The Dzogchen masters are acutely aware of the dangers of confusing the absolute with the relative. People who fail to understand this relationship can overlook and even disdain the relative aspects of spiritual practice and the karmic law of cause and effect. However, those who truly seize the meaning of Dzogchen will have only a deeper respect for karma, as well as a keener and more urgent appreciation of the need for purification and for spiritual practice. This is because they will understand the vastness of what it is in them that has been obscured, and so endeavor all the more fervently, and with an always fresh, natural discipline, to remove whatever stands between them and their true nature. Sogyal RinpocheOkay, so that is a bit esoteric and not-beginning Buddhist related at all. Yet, it is still so applicable.
How many times do you get so mired in the details that you lose focus of the big picture?
How often do you lose sight of who you are, your true nature?
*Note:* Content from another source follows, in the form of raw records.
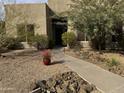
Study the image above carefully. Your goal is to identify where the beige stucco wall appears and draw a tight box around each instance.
[5,4,47,37]
[48,0,71,13]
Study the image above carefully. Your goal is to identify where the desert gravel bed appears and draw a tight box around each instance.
[0,52,71,93]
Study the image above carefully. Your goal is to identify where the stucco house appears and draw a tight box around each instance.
[5,0,71,45]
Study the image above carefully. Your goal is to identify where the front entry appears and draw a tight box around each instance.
[52,19,67,46]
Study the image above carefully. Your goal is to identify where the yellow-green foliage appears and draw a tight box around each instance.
[62,32,76,45]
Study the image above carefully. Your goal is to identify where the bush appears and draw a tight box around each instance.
[30,35,48,50]
[62,32,76,46]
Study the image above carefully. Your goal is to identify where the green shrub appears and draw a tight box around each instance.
[62,32,76,46]
[107,58,119,67]
[30,35,48,50]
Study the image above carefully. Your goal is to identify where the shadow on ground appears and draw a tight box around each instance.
[51,60,65,65]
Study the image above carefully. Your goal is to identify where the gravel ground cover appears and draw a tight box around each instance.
[0,52,71,93]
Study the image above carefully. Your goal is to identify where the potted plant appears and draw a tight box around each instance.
[42,50,51,65]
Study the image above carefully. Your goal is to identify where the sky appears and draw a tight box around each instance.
[0,0,48,20]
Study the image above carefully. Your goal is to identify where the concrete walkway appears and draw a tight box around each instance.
[64,55,124,93]
[54,51,124,93]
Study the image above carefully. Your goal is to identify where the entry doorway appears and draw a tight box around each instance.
[52,18,67,46]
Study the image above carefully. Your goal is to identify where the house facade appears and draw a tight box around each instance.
[5,0,71,45]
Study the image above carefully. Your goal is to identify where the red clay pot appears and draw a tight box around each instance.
[43,58,51,65]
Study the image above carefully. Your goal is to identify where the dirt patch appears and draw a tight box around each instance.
[33,71,101,93]
[0,52,70,93]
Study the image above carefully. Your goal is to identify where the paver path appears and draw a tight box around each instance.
[53,52,124,93]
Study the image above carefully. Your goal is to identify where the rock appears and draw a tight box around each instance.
[33,71,99,93]
[91,90,101,93]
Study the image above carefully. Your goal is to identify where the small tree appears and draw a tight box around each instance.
[62,32,76,48]
[68,0,124,50]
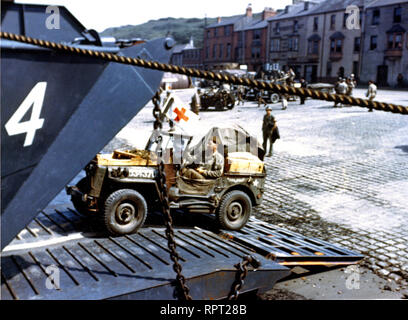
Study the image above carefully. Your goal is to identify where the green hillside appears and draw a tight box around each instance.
[102,14,260,48]
[102,18,216,48]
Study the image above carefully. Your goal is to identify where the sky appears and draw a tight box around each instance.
[15,0,292,32]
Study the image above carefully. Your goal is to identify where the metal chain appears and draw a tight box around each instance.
[227,256,261,300]
[0,31,408,114]
[152,91,192,300]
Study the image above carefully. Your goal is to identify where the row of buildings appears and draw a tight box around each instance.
[172,0,408,86]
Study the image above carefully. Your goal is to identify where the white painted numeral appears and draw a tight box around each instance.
[5,82,47,147]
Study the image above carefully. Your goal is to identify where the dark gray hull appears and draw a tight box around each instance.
[1,4,170,248]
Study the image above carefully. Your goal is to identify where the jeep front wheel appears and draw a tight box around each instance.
[103,189,147,235]
[217,190,252,230]
[71,177,92,216]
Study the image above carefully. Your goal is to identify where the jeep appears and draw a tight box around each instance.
[66,127,266,235]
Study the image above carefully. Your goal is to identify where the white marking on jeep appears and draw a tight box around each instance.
[129,168,155,179]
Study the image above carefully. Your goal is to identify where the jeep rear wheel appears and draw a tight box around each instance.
[103,189,147,235]
[217,190,252,230]
[71,177,92,216]
[270,93,279,103]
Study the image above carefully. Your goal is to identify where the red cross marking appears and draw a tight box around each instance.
[174,108,188,122]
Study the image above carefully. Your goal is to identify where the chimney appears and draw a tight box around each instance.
[245,4,252,17]
[262,8,276,20]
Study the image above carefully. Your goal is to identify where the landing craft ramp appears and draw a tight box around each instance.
[1,204,362,300]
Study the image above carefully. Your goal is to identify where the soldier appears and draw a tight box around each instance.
[258,90,267,108]
[181,137,224,180]
[366,80,377,112]
[190,89,201,115]
[300,78,307,104]
[237,86,244,105]
[282,94,288,110]
[334,78,347,108]
[262,107,280,157]
[287,68,296,87]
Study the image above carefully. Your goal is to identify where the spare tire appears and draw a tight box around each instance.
[103,189,147,235]
[216,190,252,230]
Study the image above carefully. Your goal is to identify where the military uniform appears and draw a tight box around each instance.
[237,86,244,105]
[190,92,201,115]
[262,114,280,156]
[366,83,377,112]
[181,152,224,179]
[334,79,348,108]
[258,90,267,108]
[300,80,308,104]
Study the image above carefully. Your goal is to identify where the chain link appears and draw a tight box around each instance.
[0,31,408,114]
[227,256,261,300]
[152,90,192,300]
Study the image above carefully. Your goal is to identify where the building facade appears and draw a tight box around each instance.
[268,1,322,82]
[361,0,408,87]
[307,0,364,82]
[203,6,276,71]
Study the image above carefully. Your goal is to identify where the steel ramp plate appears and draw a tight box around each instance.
[218,218,364,268]
[1,207,290,300]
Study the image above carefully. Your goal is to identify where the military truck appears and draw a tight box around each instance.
[66,127,266,235]
[200,88,235,111]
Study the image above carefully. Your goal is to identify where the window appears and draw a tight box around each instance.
[251,47,261,59]
[330,39,343,54]
[271,39,280,52]
[330,14,336,30]
[343,13,349,28]
[293,38,299,51]
[336,39,343,53]
[387,33,402,49]
[354,37,361,52]
[313,17,319,31]
[326,61,332,77]
[371,9,380,25]
[370,36,377,50]
[394,7,402,23]
[308,40,319,55]
[293,20,299,32]
[252,29,261,40]
[289,37,299,51]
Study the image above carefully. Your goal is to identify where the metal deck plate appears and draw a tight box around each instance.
[1,206,362,300]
Sometimes I feel like I'm walking around with dirty glasses. I get so used to seeing things through scratches and dust... Or I begin to believe the distortion of the lens. Maybe if we all just took our glasses off. What would that be like.
(Cynics and naysayers and eyerollers stop reading now). What if we were to commit to one day of believing in our true nature? Really wrapping our arms around it, embracing it, marveling at it?
My hunch is that it would be a pretty spectacular day. And I bet those around you would like it better too.
(So that isn't really what the Sogyal Rinpoche quote was about, but it's been on my mind, so there you have it.)